The word cut through whatever Kakashi had been about to say. Obito looked directly at his former teammate, seeing the boy he had once died for struggling with the monster he had become.
"Nothing justifies what I did," he continued. "No trauma, no manipulation, no grand vision of a better world. I made choices, and people died because of them. That's the only truth that matters."
The silence that followed was deafening. They had come prepared to extract information from a reluctant prisoner, and instead they had found someone ready to confess to sins they hadn't even known to ask about.
It was Inoichi who finally broke the silence. "We'll need more detailed intelligence about hidden bases, remaining resources, potential cells operating independently."
"I'll give you everything," Obito said. "Locations, codes, contacts. Whatever you need to clean up the mess I made."
As the interrogation continued into the afternoon, Obito found himself strangely relieved by the process. Each secret revealed was a weight lifted, each confession a step away from the shadows he had lived in for so long.

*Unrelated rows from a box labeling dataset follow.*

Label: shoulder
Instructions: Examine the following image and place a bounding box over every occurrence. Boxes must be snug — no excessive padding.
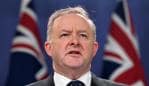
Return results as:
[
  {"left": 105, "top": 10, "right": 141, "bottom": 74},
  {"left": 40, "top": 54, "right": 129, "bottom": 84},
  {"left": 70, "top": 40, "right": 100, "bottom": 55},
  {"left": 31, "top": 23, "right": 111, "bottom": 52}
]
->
[
  {"left": 26, "top": 77, "right": 53, "bottom": 86},
  {"left": 92, "top": 75, "right": 127, "bottom": 86}
]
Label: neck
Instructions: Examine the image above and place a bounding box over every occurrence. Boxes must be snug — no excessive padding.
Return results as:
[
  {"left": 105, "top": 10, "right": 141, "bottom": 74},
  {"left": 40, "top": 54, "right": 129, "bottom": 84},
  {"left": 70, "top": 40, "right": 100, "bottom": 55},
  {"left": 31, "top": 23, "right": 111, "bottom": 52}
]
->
[{"left": 54, "top": 64, "right": 90, "bottom": 80}]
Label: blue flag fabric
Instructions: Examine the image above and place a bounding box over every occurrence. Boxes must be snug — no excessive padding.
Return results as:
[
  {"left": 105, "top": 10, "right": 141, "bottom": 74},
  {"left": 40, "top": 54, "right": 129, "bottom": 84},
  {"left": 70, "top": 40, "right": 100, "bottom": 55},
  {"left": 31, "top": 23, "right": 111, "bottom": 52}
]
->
[{"left": 6, "top": 0, "right": 48, "bottom": 86}]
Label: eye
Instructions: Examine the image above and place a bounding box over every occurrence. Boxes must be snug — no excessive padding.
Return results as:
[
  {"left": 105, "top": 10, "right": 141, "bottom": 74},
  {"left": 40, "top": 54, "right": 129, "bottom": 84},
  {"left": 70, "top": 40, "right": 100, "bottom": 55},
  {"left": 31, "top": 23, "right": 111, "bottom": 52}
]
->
[
  {"left": 80, "top": 33, "right": 88, "bottom": 38},
  {"left": 60, "top": 33, "right": 69, "bottom": 37}
]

He was dismantling the architecture of his own evil, piece by piece, detail by detail.
But he could see in their faces that his cooperation wasn't making this easier for them. If anything, it was worse. A defiant enemy could be hated cleanly. A remorseful one raised uncomfortable questions about justice, mercy, and what to do with monsters who insisted on being human.
By the time they finished, the sun was setting outside the reinforced window. Obito had given them enough intelligence to hunt down every remaining Akatsuki safe house, every hidden cache of weapons and resources, every contact who might still be operating under his old orders.
He had, in essence, completed the destruction of everything he had built.
As they prepared to leave, Kakashi lingered by his chair. For a moment, Obito thought his former teammate might say something—offer forgiveness, express hatred, demand explanations that couldn't be reduced to tactical intelligence.
Instead, Kakashi simply looked at him for a long moment, and then walked away.
Obito sat alone in the emptying room, watching the last light fade from the window, and tried to decide if the hollow feeling in his chest was regret or relief.